Minister for Agriculture of Koshi Province
- In office 6 February 2021 – 9 January 2023
- Governor: Parshuram Khapung
- Chief Minister: Rajendra Kumar Rai
- Preceded by: Hira Thapa
- Succeeded by: Bhakti Prasad Sitaula

Member of the Koshi Provincial Assembly
- In office 31 January 2018 – 18 September 2022
- Preceded by: Constituency created
- Succeeded by: Radha Krishna Sharma
- Constituency: Jhapa 4(A)

Personal details
- Citizenship: Nepali
- Party: Communist Party of Nepal (Maoist Centre)
- Other political affiliations: Nepal Communist Party

= Jhalak Bahadur Magar =

Nepalese politician

Jhalak Bahadur Magar (झलक बहादुर मगर) is a Nepalese politician, belonging to the Communist Party of Nepal (Maoist Centre) party.
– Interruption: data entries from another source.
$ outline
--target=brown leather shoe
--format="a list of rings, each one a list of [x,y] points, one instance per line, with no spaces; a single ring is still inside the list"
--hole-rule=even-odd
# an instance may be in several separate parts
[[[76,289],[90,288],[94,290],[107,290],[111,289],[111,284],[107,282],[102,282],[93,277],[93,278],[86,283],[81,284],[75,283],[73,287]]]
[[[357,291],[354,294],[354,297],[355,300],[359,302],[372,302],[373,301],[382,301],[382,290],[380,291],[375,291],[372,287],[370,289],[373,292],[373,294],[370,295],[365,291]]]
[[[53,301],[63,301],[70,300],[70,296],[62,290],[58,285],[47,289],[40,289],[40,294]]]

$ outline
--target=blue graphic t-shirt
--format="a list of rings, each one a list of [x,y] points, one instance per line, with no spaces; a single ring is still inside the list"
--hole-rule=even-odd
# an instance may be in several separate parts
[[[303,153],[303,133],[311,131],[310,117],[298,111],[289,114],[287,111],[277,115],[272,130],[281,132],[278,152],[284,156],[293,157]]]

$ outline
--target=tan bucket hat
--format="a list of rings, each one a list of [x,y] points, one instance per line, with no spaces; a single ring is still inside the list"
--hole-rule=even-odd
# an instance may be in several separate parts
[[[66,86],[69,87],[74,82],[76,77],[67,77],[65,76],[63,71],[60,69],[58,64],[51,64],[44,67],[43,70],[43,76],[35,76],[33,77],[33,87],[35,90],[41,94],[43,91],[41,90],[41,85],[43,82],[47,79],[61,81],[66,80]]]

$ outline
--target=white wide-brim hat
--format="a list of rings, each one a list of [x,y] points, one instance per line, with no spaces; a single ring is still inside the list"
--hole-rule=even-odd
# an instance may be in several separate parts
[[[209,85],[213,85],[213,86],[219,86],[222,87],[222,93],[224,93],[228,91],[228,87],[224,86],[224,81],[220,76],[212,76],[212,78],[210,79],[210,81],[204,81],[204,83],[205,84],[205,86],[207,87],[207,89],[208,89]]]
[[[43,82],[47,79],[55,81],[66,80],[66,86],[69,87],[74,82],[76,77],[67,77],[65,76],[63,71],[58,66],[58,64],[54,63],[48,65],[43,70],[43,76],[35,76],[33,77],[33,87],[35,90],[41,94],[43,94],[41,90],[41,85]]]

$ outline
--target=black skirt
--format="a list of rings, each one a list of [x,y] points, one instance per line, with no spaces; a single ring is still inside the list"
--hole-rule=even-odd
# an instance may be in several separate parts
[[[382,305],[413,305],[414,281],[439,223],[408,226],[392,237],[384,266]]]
He has serving as the Minister for Agriculture in Rajendra Kumar Rai's cabinet from 2022 to 2023. He also serves as a member of the Koshi Provincial Assembly and was elected from Jhapa 4 (A) constituency.

Magar lost an election in 2022, being defeated by CPN (UML) candidate Radha Krishna Sharma in Jhapa 4 (A) with a margin of 1,578 votes.